One of the pillars of the economy may have a hangover headache already.
Target apparently got pushed around in holiday sales by long-time rival Wal-Mart, whose lunch the Minneapolis-based retailer has been eating for several years.
“There’s no doubt that Wal-Mart is back,” Craig Johnson, president of retail consultancy Customer Growth Partners, said to CNN.
Johnson, who has tracked the rivalry between the two discounters since the late 1990s, said Target has consistently drubbed Wal-Mart (WMT, Fortune 500) on same-store sales growth in November and December – a period that can account for nearly half of a retailer’s sales and profits – by enticing shoppers with glitzier ads, better-quality products and more name-brands.
A look at the stock performance shows two companies heading in opposite directions at the moment. Wal-Mart is in blue. Target in red.
Even worse, according to the New York Post, one of Target’s largest shareholders is still restless.
There are even worries that, while Wal-Mart’s famously dowdy fashions are on the mend, Target staples like Isaac Mizrahi are growing stale after too many years on the racks.

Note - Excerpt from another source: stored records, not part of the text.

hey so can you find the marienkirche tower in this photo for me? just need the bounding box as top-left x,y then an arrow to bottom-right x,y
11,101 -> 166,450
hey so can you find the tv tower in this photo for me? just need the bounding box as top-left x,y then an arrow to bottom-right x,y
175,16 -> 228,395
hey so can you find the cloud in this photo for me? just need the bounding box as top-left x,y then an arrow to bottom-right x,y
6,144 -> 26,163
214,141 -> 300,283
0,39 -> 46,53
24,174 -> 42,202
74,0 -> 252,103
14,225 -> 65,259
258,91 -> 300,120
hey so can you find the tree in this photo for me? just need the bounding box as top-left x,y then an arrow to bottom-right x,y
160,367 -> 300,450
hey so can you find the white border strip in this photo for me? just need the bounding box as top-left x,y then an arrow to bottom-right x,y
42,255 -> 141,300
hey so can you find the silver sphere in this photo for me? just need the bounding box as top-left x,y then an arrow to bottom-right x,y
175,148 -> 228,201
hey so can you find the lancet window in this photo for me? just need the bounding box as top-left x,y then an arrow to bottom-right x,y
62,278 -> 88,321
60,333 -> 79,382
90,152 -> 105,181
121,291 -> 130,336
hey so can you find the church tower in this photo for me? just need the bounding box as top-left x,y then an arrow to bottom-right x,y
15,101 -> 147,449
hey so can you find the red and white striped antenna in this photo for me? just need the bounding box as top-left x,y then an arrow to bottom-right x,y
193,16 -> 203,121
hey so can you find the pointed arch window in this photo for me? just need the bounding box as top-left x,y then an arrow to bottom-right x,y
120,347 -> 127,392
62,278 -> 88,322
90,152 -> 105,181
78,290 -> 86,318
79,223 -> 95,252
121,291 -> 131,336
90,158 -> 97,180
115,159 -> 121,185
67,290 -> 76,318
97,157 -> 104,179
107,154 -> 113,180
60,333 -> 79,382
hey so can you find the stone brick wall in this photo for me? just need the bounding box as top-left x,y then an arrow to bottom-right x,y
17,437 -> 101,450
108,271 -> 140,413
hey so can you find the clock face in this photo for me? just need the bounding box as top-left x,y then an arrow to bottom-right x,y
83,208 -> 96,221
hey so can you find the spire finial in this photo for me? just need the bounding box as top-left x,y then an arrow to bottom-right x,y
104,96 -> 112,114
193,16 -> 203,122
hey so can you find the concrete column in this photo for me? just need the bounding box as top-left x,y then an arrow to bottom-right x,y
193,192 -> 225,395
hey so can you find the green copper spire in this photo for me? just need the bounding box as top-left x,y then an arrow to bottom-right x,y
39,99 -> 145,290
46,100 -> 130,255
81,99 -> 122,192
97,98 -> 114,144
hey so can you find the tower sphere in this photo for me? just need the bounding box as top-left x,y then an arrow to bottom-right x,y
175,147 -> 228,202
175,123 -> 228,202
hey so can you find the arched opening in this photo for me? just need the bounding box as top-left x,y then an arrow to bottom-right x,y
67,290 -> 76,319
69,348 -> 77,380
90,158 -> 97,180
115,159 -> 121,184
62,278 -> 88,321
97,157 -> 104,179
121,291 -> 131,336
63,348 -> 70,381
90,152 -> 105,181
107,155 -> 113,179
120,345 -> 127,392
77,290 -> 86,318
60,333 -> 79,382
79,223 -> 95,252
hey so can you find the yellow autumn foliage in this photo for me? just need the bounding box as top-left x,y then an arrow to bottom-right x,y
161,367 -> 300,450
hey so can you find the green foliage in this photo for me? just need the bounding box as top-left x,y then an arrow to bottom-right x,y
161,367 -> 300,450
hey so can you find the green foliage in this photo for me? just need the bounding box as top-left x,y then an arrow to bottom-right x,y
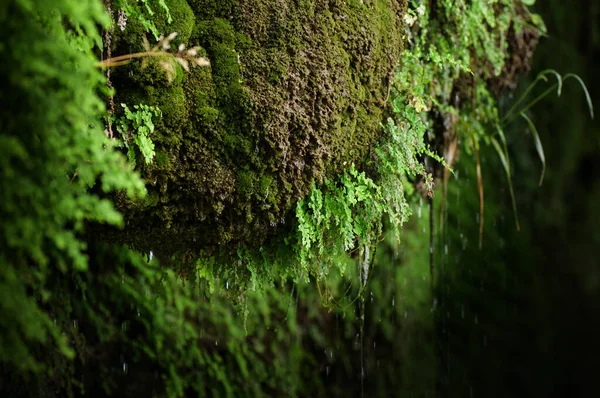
2,0 -> 576,396
115,0 -> 172,40
115,103 -> 162,166
0,0 -> 144,374
295,103 -> 440,281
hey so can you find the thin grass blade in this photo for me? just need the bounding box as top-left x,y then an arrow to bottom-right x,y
473,140 -> 484,249
521,112 -> 546,186
563,73 -> 595,119
491,129 -> 520,231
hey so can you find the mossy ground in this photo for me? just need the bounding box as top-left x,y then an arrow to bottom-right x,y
108,0 -> 407,256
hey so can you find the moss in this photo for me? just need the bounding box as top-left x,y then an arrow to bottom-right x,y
107,0 -> 408,256
236,169 -> 256,199
154,0 -> 196,44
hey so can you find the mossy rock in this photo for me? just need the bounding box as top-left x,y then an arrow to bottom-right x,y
107,0 -> 407,256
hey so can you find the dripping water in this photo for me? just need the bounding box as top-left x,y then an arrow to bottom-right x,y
359,245 -> 371,398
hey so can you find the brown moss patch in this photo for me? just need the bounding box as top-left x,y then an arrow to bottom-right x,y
106,0 -> 407,256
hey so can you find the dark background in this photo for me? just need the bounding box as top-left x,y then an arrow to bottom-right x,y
434,1 -> 600,396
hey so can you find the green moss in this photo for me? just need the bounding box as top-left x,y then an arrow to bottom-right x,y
107,0 -> 408,256
154,0 -> 196,44
236,169 -> 256,199
155,151 -> 171,167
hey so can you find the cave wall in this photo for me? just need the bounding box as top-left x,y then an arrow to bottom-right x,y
108,0 -> 407,255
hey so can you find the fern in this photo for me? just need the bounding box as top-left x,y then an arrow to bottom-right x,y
115,0 -> 172,40
115,103 -> 162,166
0,0 -> 145,372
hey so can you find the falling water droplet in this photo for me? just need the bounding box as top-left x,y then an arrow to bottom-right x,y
474,316 -> 478,325
149,251 -> 154,260
326,366 -> 330,376
215,340 -> 218,346
73,320 -> 78,329
431,298 -> 438,312
122,361 -> 128,374
226,281 -> 229,290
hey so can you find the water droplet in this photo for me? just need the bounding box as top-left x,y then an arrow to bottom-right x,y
474,316 -> 478,325
122,362 -> 128,374
226,281 -> 229,290
73,320 -> 78,329
215,340 -> 218,346
326,366 -> 330,376
392,298 -> 395,306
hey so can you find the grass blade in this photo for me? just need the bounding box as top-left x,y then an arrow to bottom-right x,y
503,69 -> 562,123
473,139 -> 484,249
492,127 -> 520,231
563,73 -> 595,119
521,112 -> 546,186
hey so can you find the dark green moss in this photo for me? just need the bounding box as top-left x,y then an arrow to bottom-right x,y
107,0 -> 408,256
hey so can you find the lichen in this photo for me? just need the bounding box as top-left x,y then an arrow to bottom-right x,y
108,0 -> 407,256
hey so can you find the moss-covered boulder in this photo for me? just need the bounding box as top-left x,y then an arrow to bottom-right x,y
108,0 -> 407,255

That’s a problem for investors including activist shareholder Bill Ackman, whose hedge fund Pershing Square revealed this week that it now owns nearly 10 percent of Target.
While Ackman is rumored to be pushing Target to sell its credit-card receivables, the credit crunch appears to have put the idea on hold.
Target closed the day at $50 a share, well off of its $70.75 high in July, but not far from where it was a year ago ($54.72). Wal-Mart closed at $48.53, not far from its high in 2007 of $51.44, and ahead of where it was a year ago ($46.23).